Le message est très moderne, féministe évidemment. A travers la métaphore du flacon de cristal, l’amour est décrit par Colette, non comme une révélation transmise par une entité masculine, mais comme l’apport d’un ensemble de facultés compatibles avec l’héritage féminin, permettant entre l’homme et la femme une association féconde (du type flacon/poudre).

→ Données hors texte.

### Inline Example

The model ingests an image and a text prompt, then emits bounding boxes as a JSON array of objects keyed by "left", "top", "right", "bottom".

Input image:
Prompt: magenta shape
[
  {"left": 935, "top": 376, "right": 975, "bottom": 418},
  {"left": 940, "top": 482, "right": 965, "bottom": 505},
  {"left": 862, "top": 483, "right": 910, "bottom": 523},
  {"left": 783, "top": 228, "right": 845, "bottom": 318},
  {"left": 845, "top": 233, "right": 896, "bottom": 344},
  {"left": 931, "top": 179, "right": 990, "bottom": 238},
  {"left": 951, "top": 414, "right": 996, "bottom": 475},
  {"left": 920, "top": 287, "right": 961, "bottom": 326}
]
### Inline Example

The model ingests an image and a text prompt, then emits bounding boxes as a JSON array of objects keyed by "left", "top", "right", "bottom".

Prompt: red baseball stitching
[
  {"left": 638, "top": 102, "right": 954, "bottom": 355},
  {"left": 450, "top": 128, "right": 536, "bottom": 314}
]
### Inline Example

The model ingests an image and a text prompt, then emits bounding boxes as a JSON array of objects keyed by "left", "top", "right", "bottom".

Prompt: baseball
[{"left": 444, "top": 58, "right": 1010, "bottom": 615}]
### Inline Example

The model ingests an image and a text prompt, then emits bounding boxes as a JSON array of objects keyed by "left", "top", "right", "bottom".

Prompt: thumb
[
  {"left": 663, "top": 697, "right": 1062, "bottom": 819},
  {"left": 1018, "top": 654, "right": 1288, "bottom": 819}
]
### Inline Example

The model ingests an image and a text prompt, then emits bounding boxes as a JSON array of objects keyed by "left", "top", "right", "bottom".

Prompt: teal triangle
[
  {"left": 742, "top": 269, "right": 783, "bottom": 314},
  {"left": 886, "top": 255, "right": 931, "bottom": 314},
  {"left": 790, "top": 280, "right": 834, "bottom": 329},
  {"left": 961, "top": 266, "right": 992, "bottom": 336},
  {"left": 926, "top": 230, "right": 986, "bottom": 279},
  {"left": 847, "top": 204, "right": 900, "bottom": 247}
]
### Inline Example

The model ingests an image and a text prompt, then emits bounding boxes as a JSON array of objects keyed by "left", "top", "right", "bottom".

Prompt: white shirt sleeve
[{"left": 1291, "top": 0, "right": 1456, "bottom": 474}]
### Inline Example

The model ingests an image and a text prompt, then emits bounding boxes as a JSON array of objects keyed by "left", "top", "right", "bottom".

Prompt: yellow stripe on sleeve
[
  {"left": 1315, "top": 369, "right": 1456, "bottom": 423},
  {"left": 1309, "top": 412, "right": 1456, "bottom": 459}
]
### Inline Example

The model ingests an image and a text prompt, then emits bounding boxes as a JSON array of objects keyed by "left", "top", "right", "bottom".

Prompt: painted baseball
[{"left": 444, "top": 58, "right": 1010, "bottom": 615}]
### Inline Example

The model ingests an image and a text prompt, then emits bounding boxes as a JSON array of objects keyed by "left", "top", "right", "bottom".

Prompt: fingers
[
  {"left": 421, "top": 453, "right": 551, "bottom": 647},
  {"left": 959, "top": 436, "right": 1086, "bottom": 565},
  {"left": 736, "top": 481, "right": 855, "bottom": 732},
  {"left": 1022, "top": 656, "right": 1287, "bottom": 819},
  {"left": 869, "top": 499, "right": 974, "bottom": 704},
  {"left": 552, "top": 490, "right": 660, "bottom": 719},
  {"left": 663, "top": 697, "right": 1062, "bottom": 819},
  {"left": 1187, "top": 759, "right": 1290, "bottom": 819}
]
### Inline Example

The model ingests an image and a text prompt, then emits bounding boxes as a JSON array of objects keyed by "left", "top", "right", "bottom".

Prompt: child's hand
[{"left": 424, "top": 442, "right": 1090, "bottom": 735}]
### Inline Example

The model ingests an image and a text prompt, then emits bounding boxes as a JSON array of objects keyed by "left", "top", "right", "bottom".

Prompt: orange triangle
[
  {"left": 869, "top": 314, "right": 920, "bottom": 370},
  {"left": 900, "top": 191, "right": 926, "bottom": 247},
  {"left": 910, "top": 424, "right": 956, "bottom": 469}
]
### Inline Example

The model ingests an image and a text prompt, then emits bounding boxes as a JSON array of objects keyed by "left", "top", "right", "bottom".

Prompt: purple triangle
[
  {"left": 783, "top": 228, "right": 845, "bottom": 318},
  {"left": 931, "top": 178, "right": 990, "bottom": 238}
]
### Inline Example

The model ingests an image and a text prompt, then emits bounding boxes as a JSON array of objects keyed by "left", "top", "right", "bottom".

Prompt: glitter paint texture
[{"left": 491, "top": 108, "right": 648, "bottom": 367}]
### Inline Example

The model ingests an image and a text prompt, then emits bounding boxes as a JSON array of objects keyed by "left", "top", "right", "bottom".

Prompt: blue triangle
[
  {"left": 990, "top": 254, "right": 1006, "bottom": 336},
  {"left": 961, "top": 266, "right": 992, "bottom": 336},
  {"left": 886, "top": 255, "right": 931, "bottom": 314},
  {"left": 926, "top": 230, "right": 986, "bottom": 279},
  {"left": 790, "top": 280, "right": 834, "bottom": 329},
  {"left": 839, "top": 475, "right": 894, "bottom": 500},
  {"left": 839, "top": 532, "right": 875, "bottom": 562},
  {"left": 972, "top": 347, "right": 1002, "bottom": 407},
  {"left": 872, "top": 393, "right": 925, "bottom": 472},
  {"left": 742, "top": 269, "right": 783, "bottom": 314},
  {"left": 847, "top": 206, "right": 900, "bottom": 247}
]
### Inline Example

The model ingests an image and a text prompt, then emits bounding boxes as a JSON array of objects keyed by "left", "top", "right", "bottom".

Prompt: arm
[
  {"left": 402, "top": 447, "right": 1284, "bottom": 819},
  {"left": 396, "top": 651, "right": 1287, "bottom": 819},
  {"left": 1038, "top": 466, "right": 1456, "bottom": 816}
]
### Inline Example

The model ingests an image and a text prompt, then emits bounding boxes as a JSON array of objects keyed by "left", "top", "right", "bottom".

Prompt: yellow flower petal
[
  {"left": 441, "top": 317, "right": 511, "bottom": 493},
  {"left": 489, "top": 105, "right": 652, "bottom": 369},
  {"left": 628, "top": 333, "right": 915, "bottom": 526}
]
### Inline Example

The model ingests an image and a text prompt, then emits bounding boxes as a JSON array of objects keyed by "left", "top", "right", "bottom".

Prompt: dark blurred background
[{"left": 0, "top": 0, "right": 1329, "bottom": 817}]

L’image comporte une critique morale et sociale (le luxe des cristaux, la modestie des produits de beauté), mais aussi philosophique : l’amour
est l’alliance d’une forme et d’un contenu, et il n’est pas anodin que ce contenu soit ici porté au crédit de Mitsou, une femme…

 

Odile Richard-Pauchet, Toulouse


[1] Colette, Œuvres, II, édition publiée sous la direction de Claude Pichois, Paris, Gallimard, Coll. « Bibliothèque de la Pléiade, 1986, p. 647-716.

[2] Voir la Table Ronde organisée par l’AIRE sur les Lettres de guerre, Paris, Salon de la Revue, 2005.

[3] Comment l’esprit vient aux filles, « conte gaulois de La Fontaine », comme le souligne Bernard Bray.

[4] Nous faisons allusion ici, bien entendu, à la cinquième lettre de la Religieuse portugaise (Lettres Portugaises de Guilleragues, parues en 1669).